Serreze D V
Jackson Laboratory, Bar Harbor, Maine 04609.
FASEB J. 1993 Aug;7(11):1092-6. doi: 10.1096/fasebj.7.11.8370480.
In most cases, insulin-dependent diabetes results from autoimmune elimination of pancreatic beta cells by T lymphocytes that are generated as a result of complex polygenic interactions between particular MHC haplotypes and non-MHC linked susceptibility modifiers. Immature T cells with potential autoreactivity are normally destroyed in the thymus when they are highly activated after ligation of the T cell receptor (TCR) with "self" peptides bound to MHC molecules on antigen presenting cells (APC) such as macrophages. Here the hypothesis is put forth that non-MHC linked diabetes susceptibility genes contribute to subtle defects in the maturation of macrophages, and in synergy with a diabetogenic MHC haplotype generate APC that are unable to trigger autoreactive T cells to an activation state high enough to induce their destruction.
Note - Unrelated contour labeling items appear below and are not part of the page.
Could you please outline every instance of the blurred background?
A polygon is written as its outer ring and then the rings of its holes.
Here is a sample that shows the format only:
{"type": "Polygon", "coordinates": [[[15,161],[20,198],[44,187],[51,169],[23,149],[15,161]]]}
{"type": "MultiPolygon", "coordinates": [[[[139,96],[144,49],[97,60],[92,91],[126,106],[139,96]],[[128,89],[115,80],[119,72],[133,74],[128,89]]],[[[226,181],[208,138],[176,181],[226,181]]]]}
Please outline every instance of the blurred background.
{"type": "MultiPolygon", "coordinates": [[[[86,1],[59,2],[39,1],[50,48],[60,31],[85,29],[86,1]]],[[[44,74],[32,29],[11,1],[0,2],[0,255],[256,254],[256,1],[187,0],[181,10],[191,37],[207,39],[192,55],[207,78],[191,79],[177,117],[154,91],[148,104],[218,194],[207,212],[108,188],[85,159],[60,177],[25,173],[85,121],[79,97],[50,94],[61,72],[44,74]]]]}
在大多数情况下,胰岛素依赖型糖尿病是由T淋巴细胞对胰腺β细胞进行自身免疫清除所致,这些T淋巴细胞是特定MHC单倍型与非MHC连锁易感性修饰因子之间复杂多基因相互作用的结果。具有潜在自身反应性的未成熟T细胞,在与抗原呈递细胞(如巨噬细胞)上与MHC分子结合的“自身”肽段结合后,T细胞受体(TCR)高度活化,此时通常会在胸腺中被破坏。这里提出的假说是,非MHC连锁的糖尿病易感性基因导致巨噬细胞成熟存在细微缺陷,并与致糖尿病的MHC单倍型协同作用,产生无法将自身反应性T细胞触发到足以诱导其破坏的高活化状态的抗原呈递细胞。